Another free open knowledge graph, somewhat bigger than DBPedia; it uses number schemes for URIs rather than human-readable strings. Here is a query for humans (Q5) with the label "Abraham Lincoln". Only one of the results is the 16th US president (Q91).

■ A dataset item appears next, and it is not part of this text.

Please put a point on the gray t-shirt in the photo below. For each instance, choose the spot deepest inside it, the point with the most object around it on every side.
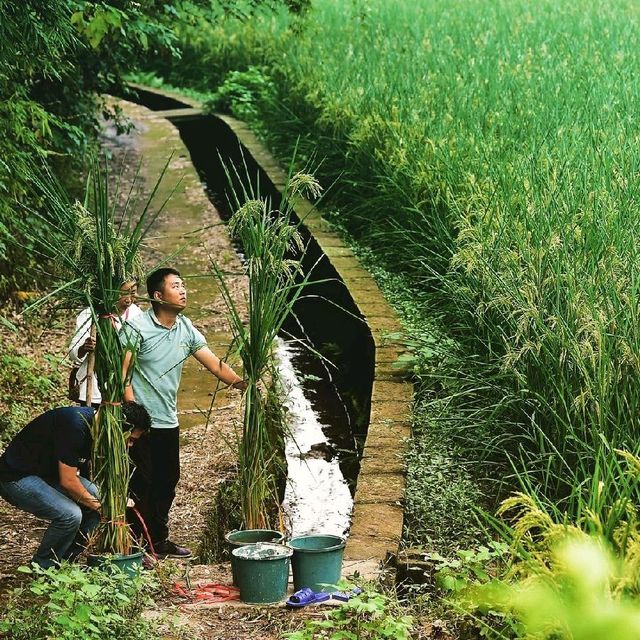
(159, 354)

Note that we have to designate the language version of strings, otherwise the result will be empty.

In [20]:
from SPARQLWrapper import SPARQLWrapper, JSON
import pandas as pd

sparql = SPARQLWrapper("https://query.wikidata.org/sparql")
sparql.setQuery("""
SELECT distinct ?x  WHERE {  
  ?x rdfs:label "Abraham Lincoln"@en . 
  ?x wdt:P31 wd:Q5 . 
}""")
sparql.setReturnFormat(JSON)
results = sparql.query().convert()
df = pd.json_normalize(results['results']['bindings'])
df['x.value']
Out[20]:
0     http://www.wikidata.org/entity/Q2821841
1    http://www.wikidata.org/entity/Q27807440
2          http://www.wikidata.org/entity/Q91
Name: x.value, dtype: object

Here is the query for DBPedia:

In [21]:
sparql = SPARQLWrapper("http://dbpedia.org/sparql")
sparql.setQuery("""  
    SELECT ?x WHERE { 
    ?x rdf:type dbo:Person .
    ?x rdfs:label "Abraham Lincoln"@en .
}""")
sparql.setReturnFormat(JSON)
results = sparql.query().convert()
df = pd.json_normalize(results['results']['bindings'])
df['x.value']
Out[21]:
0    http://dbpedia.org/resource/Abraham_Lincoln
Name: x.value, dtype: object

Exercises¶

  • find more examples for useful data in the dbpedia graph
  • construct some Sparql queries and run them on the endpoint
  • format the results in a nice fashion

Remember that DBpedia is based on Wikipedia which is a community effort, and not everything is perfect and complete.

Many interesting things can be found, but a little patience is required for this type of source.